Failure of a specific node in a cluster causes an infinite rebalance loop

Greetings,

I am using Couchbase Operator 1.2 to manage a Couchbase Enterprise-6.0.1 cluster in Google Kubernetes Engine. Currently I have a 5 node cluster with 2 index/data nodes and 3 everything else nodes. I have 5 buckets, one of which is a memcache, and each of these has 2 replicas. I have 7 indexes of varying complexity, each of which has 1 replica.

I have been testing node failure by deleting a server pod inside the Kubernetes cluster and letting the operator recreate the server and rebalance the cluster. If I remove one of the index nodes, the server pod is recreated, the persistent volume is reattached, the node is marked for delta recovery, and the rebalance runs to completion. The same is true for 2 of the “everything else” nodes. I can replace 4 of the 5 nodes,granted 1 at a time, without any significant issue or downtime.

However, if the server that fails is numbered 0000, the rebalance either gets stuck or fails and then continues to fail as the operator continues trying to rebalance the cluster. It doesn’t always get stuck at the same percentage of completion, I’ve seen it get to 70%, I’m currently watching a cluster that’s been stuck at 55% rebalanced for almost an hour for a 19MB database.

The database itself does continue to function, but if I lose another server while it is in this state, the cluster will never fully recover. I also have some evidence that backups are being prevented while the database is in this state but as yet I have not thoroughly tested that.

I would like to know what is causing this behaviour. I need to know how to recover from it.

Hi Tyrell,
Thanks for testing out the Operator, could you provide a capture of the logs from the cluster with rebalance hang?
Refer -> https://docs.couchbase.com/operator/1.2/cbopinfo.html
It’s not exactly clear to me if the operator and the k8s networking/dns has anything to do with this, or Couchbase itself.

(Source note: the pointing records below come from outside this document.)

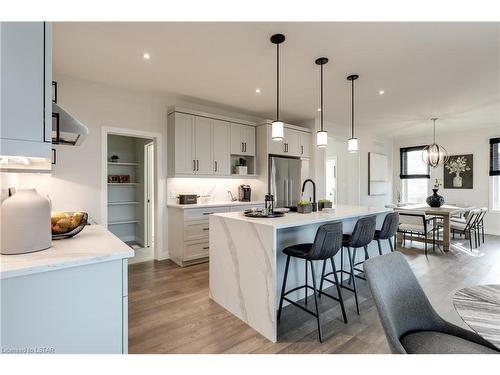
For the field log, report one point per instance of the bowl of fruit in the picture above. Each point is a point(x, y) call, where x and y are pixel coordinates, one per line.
point(67, 224)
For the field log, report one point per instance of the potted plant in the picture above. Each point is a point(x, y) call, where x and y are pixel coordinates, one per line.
point(324, 203)
point(304, 207)
point(435, 200)
point(457, 166)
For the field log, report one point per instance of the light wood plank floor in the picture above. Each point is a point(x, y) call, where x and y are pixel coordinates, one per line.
point(170, 312)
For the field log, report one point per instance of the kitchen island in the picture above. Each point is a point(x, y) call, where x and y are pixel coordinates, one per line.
point(247, 265)
point(70, 298)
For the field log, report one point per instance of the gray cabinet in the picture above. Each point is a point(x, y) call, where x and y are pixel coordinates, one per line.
point(26, 88)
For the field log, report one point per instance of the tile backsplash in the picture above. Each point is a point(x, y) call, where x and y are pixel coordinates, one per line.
point(212, 189)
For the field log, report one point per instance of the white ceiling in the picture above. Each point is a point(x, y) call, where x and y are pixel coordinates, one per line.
point(448, 70)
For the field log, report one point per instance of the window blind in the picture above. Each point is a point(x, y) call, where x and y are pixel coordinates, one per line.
point(411, 163)
point(495, 157)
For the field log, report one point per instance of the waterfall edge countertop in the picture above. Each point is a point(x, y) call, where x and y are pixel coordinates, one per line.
point(293, 219)
point(94, 244)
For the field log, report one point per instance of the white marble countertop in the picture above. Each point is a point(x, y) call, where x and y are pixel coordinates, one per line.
point(94, 244)
point(293, 219)
point(214, 204)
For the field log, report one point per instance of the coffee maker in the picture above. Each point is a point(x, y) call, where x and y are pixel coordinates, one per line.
point(244, 193)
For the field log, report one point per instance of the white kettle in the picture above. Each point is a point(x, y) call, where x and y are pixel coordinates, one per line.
point(25, 223)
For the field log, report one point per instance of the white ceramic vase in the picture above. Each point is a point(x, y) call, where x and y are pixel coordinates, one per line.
point(25, 223)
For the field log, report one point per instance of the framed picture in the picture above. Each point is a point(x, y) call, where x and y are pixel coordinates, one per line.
point(54, 91)
point(458, 172)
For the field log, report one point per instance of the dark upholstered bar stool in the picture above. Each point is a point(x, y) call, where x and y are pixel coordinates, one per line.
point(327, 242)
point(388, 230)
point(361, 236)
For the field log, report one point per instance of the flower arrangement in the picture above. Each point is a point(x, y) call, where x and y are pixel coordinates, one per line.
point(457, 166)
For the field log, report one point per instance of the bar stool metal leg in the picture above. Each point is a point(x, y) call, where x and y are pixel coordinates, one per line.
point(284, 286)
point(351, 262)
point(341, 299)
point(316, 300)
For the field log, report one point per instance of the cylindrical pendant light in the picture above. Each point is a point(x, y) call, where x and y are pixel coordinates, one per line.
point(321, 136)
point(352, 143)
point(434, 154)
point(277, 131)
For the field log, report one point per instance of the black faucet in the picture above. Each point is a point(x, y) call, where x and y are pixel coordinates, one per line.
point(314, 203)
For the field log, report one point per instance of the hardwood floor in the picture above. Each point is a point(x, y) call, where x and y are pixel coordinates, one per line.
point(170, 311)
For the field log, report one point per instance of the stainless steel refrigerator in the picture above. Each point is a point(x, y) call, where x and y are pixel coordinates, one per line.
point(285, 180)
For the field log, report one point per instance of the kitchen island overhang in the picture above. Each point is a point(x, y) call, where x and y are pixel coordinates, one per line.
point(247, 264)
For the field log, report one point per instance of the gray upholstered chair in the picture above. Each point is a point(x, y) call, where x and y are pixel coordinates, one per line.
point(410, 322)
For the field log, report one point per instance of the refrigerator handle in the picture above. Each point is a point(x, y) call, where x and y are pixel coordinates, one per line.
point(285, 193)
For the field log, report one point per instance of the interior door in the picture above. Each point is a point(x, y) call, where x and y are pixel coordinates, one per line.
point(184, 144)
point(220, 148)
point(203, 145)
point(149, 204)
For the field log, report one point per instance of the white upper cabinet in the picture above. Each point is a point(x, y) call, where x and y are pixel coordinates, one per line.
point(305, 140)
point(26, 88)
point(200, 145)
point(242, 139)
point(203, 145)
point(221, 148)
point(183, 134)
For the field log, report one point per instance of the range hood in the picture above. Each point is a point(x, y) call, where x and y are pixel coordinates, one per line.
point(66, 130)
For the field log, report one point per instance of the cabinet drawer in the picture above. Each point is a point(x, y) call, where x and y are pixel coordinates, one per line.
point(195, 251)
point(196, 231)
point(202, 213)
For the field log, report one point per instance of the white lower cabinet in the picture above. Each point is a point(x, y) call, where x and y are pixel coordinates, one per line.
point(189, 231)
point(81, 309)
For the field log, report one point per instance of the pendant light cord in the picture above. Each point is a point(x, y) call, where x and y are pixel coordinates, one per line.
point(352, 109)
point(321, 97)
point(277, 82)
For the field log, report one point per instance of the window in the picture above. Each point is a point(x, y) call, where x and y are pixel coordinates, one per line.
point(415, 175)
point(495, 173)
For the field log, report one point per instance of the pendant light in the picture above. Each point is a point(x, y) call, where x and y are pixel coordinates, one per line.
point(321, 136)
point(434, 154)
point(277, 132)
point(352, 143)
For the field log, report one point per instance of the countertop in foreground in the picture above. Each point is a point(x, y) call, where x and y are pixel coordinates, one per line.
point(293, 219)
point(94, 244)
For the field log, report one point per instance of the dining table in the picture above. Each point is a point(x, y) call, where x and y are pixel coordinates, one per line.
point(479, 308)
point(445, 212)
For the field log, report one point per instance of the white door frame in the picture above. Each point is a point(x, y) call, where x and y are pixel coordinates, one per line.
point(160, 189)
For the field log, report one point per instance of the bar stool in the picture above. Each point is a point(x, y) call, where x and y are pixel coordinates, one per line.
point(327, 242)
point(361, 236)
point(388, 230)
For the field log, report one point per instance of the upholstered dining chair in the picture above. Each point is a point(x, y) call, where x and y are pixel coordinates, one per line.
point(411, 324)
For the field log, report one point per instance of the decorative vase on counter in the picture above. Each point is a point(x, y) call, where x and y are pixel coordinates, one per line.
point(435, 200)
point(25, 218)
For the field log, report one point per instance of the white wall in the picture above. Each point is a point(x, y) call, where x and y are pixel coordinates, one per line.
point(471, 142)
point(352, 170)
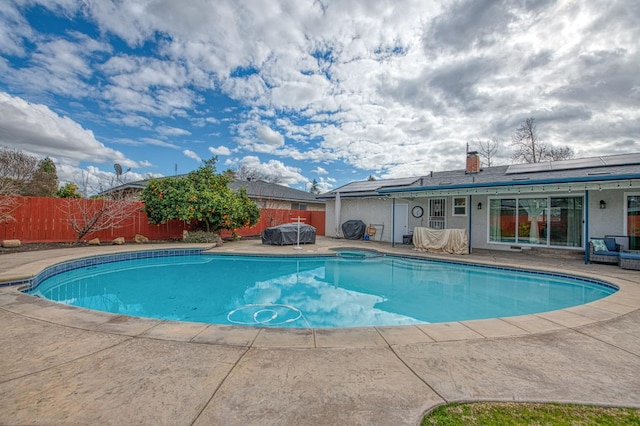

Thanks!

Hi Tommie,
I’ve uploaded the results of cbopinfo --collectinfo --system to DropBox:

Thanks!
I’m seeing some errors on the analytics node that I suspect to be the cause of rebalance hanging. Just after node 0001 goes down, node 0000 is reporting ‘failed to sync’ due to ‘connection refused’ and this continues even after node 0001 is recovered and during recovery attempt of 0000

2019-06-27T18:22:39.721Z ERRO CBAS.api.PartitionReplica [Executor-35:5d37cc4c1653513f42831000c5aa79a2] Failed to sync replica {"id":"0@cb-cluster-member-0001.cb-cluster-member.default.svc:9120","status":"CATCHING_UP"}
java.nio.channels.UnresolvedAddressException: null

I’ll pass this along to analytics team to have a look as well. Meanwhile I suggest trying without the analytics service and seeing that fixes issues with rebalancing.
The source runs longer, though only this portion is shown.